В Ельцин Центре выступила знаменитый педагог, Заслуженный учитель России, преподаватель истории московской гимназии № 1567 Тамара Эйдельман. Суть ее послания: как и общество в целом, российское образование замордовано и умерщвляется бюрократической «вертикалью». Если нас интересует развитие, насущно требуется переход к разнообразию и свободному выбору. Предлагаем вашему вниманию основное содержание лекции Тамары Натановны. 

«Большинство рассматривает школу как тюрьму»
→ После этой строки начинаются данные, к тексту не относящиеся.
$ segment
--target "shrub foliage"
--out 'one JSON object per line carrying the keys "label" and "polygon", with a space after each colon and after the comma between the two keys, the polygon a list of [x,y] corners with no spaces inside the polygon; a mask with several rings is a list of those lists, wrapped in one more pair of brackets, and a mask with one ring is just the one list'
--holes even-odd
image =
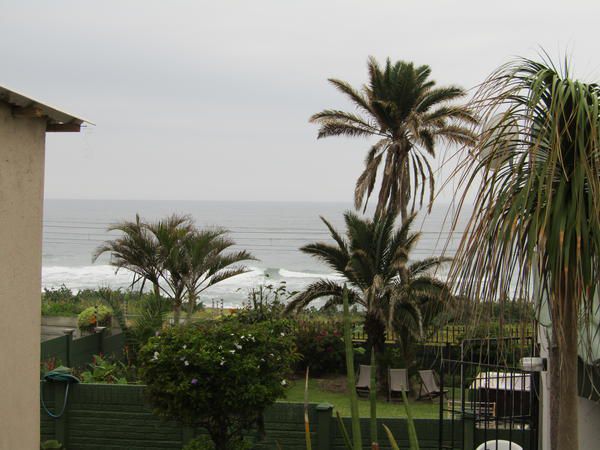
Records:
{"label": "shrub foliage", "polygon": [[173,327],[140,352],[142,380],[155,412],[205,428],[217,450],[243,445],[243,432],[262,423],[284,395],[295,359],[286,321],[235,319]]}

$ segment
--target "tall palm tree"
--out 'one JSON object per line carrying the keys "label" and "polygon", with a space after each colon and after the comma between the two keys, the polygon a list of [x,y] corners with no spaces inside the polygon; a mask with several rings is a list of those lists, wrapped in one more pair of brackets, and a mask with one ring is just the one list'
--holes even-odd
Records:
{"label": "tall palm tree", "polygon": [[318,138],[329,136],[374,137],[367,153],[365,169],[356,182],[356,209],[367,202],[383,166],[376,215],[386,210],[400,211],[408,218],[409,202],[414,212],[417,196],[423,204],[429,189],[433,201],[434,173],[429,158],[435,157],[436,144],[472,144],[474,135],[465,125],[477,121],[464,106],[453,102],[464,97],[457,86],[436,87],[429,78],[429,66],[389,59],[384,67],[370,57],[369,83],[360,90],[345,81],[329,79],[356,106],[358,112],[326,109],[310,118],[320,125]]}
{"label": "tall palm tree", "polygon": [[381,352],[386,328],[392,324],[395,311],[411,311],[414,317],[422,317],[418,311],[421,301],[441,294],[444,289],[443,283],[429,275],[429,270],[439,266],[443,259],[430,258],[408,264],[410,252],[420,236],[410,232],[414,218],[410,216],[395,228],[393,214],[371,220],[346,212],[345,237],[321,218],[335,244],[317,242],[301,250],[324,261],[345,280],[319,280],[310,284],[292,298],[286,310],[298,311],[323,297],[330,298],[327,306],[339,305],[347,283],[349,302],[365,309],[368,348],[373,346]]}
{"label": "tall palm tree", "polygon": [[500,67],[475,103],[499,119],[457,175],[467,189],[480,183],[452,268],[457,290],[481,301],[532,298],[549,311],[553,449],[578,448],[578,338],[598,332],[590,318],[600,277],[599,96],[566,64]]}

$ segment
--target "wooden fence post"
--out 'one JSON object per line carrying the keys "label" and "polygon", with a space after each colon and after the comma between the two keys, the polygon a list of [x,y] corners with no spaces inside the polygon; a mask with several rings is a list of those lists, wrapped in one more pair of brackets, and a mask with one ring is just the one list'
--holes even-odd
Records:
{"label": "wooden fence post", "polygon": [[106,330],[106,327],[96,327],[94,329],[94,331],[96,332],[96,335],[98,336],[98,355],[104,353],[104,331]]}
{"label": "wooden fence post", "polygon": [[67,328],[63,330],[63,334],[66,336],[65,342],[65,354],[67,355],[67,360],[65,361],[65,365],[67,367],[71,367],[71,343],[73,342],[73,332],[75,330],[72,328]]}
{"label": "wooden fence post", "polygon": [[333,443],[331,424],[333,405],[320,403],[317,405],[317,450],[329,450]]}

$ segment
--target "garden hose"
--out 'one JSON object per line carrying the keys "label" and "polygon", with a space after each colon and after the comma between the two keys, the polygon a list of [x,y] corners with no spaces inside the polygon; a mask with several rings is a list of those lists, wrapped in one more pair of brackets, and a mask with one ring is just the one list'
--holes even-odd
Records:
{"label": "garden hose", "polygon": [[[62,409],[58,413],[53,413],[52,411],[50,411],[48,406],[46,406],[46,402],[44,402],[44,385],[48,382],[66,383],[64,396],[65,399],[63,401]],[[44,411],[46,411],[46,414],[48,414],[50,417],[58,419],[65,413],[65,410],[67,409],[67,400],[69,398],[69,386],[71,386],[71,383],[79,383],[79,379],[71,374],[71,369],[69,369],[68,367],[60,366],[54,370],[46,372],[46,374],[44,375],[44,383],[42,383],[42,389],[40,392],[40,401],[42,403]]]}

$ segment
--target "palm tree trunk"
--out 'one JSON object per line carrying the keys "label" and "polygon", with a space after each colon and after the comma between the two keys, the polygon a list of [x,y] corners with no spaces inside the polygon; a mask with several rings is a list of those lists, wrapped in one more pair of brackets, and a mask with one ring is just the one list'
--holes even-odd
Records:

Каждый год 1 сентября моя (наверное, не только моя) лента Facebook наполняется стенаниями, в основном родительскими: какой ужас и кошмар, еще один год мотать! Создается печальное ощущение, что большинство рассматривает школу как тюрьму, что школа — это подавление, унижение. Причем не только в нашей стране, потому что, конечно, любое преподавание связано с подавлением, может, только не в Школе Монтессори. Каково представление о среднем учителе? (На этих словах Эйдельман демонстрирует портрет «типичного учителя» — женщину в годах с перекошенным от злобы лицом — прим. ред.). Это учительница, немолодая (есть подсчеты, что средний возраст учителя в России — 52 года и что 85% учителей — женщины), замученная жизнью, скорее всего, без мужа или находящаяся в каких-то тяжелых жизненных обстоятельствах, совершенно затюканная, чужих детей выучила — свои хулиганят, потому что на них времени нет, и так далее. В общем, тоска. Как в любом стереотипе, в этом, к сожалению, тоже есть определенная доля правды. Когда я пришла работать в свою школу 30 с лишним лет назад, у класса, где я была классным руководителем, кроме меня, была только одна женщина [педагог], остальные были мужчины. Сейчас у нас сплошные «тетеньки», большинство из которых, впрочем, очень хорошие учителя. 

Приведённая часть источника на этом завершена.